Up to 25 nursery schools in Birmingham are under threat from Government plans to cut funding in parts of the city, the council has warned.

Proposals to direct cash towards the most deprived areas will threaten services in existing schools, according to a senior official.

Lesley Adams, Birmingham City Council’s head of early years and childcare, issued the warning as she gave evidence to a House of Commons inquiry at Westminster.

Cash will be awarded on the basis of the number of children attending a school - which means nurseries currently offering full-time places of five hours a day will be forced to provide part-time places instead, so they can admit more children and receive more money.

And it will be diverted to the most deprived areas, which may benefit some schools but will mean funding cuts for the rest.

Ministers have already been forced to delay the launch of the new system from April 2010 to April 2011, after councils said they were not ready for it.

Speaking to the Commons inquiry, Ms Adams said: “Our particular issue in Birmingham is that we have 25 maintained nursery schools, which we are very proud of, many of which provide full-time places.

“On the basis of funding participation rather than places, we need to do a whole lot more work to find a way of preserving those schools and as things stand at the moment, that is going to be very difficult for us to do.”

She added: “We are going to have to have a set of criteria for funding participation beyond part-time, based on deprivation factors.

“Which is fine, but some of our nursery schools aren’t necessarily in areas where there is the greatest level of deprivation that there is in the city.”

Cash would be diverted away from the council’s nursery schools to privately-run nurseries in deprived areas, she said.

“The impact of moving this money around means that the maintained nursery sector is threatened.”

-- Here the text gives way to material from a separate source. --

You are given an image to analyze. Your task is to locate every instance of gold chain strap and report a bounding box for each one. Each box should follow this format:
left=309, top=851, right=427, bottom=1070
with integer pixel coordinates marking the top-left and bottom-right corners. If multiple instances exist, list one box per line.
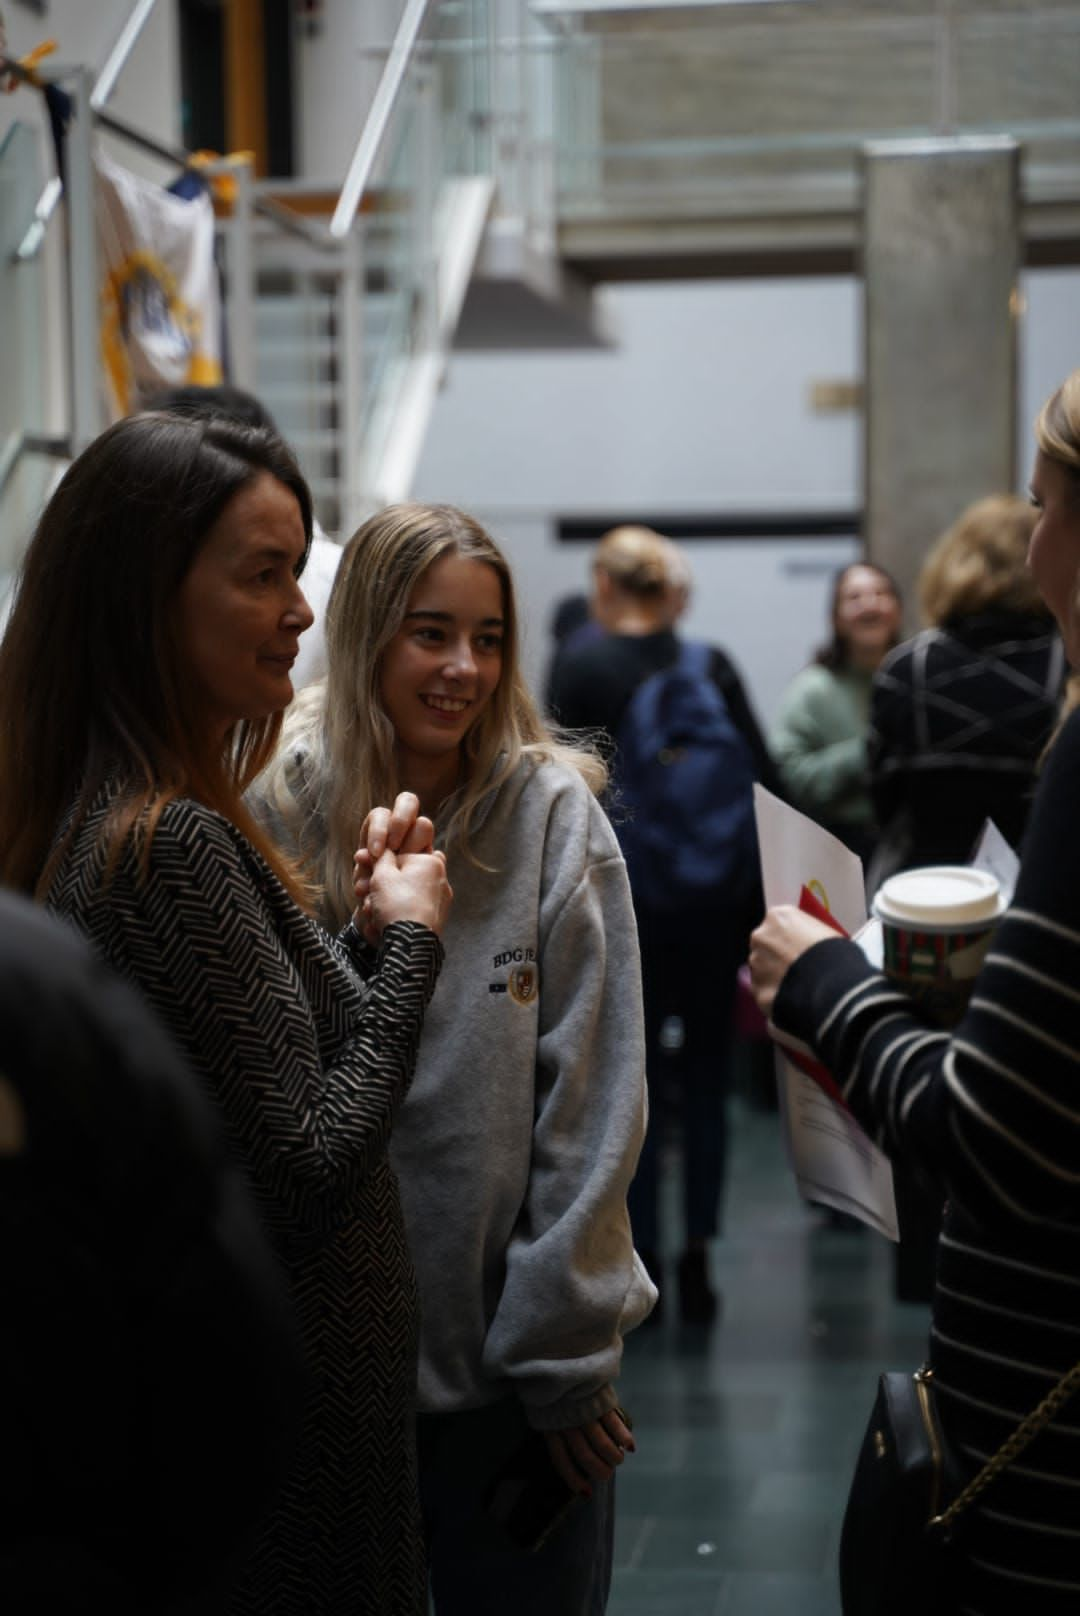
left=931, top=1357, right=1080, bottom=1533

Ms Adams warned: “Those schools which don’t take in children that attract extra money, because they are not deprived enough, that’s where the problem’s going to be.

“They will have to stop taking full-time children and take part time children.”

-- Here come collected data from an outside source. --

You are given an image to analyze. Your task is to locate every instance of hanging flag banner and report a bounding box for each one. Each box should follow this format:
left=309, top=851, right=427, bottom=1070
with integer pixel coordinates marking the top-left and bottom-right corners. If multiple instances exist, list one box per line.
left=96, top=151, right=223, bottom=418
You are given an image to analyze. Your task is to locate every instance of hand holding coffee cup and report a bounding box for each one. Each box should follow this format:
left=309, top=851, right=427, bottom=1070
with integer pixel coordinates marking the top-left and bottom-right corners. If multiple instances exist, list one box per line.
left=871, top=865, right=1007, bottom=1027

The council’s nursery schools played a vital role in the city’s education system, she said.

“We would like to hang on to our 25 nursery schools because they are like engineers, developing quality provision that others can learn on. We’d really like to hang on to them.”

Children’s Minister Dawn Primarolo announced last week that the new funding system, called the Early Years Single Funding Formula, would be delayed.

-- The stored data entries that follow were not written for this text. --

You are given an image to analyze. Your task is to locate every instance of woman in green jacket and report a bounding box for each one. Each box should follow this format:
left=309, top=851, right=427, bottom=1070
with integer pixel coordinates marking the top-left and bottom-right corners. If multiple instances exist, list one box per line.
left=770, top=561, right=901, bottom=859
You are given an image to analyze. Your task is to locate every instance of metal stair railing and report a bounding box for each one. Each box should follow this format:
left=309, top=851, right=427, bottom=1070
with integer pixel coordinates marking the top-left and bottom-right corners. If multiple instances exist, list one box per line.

But she said: “The government remains strongly committed to the introduction of the Early Years Single Funding Formula in all areas from April 2011.

“We believe that it is only through the effective implementation of the Early Years Single Funding Formula that all providers across the sector can have confidence in local decisions about funding.

“This twelve month delay should provide sufficient time for concerns to be addressed, without incurring a risk of drift. It will also allow time for more dedicated support to be offered to those local authorities that need it in order to complete the development of their formula.”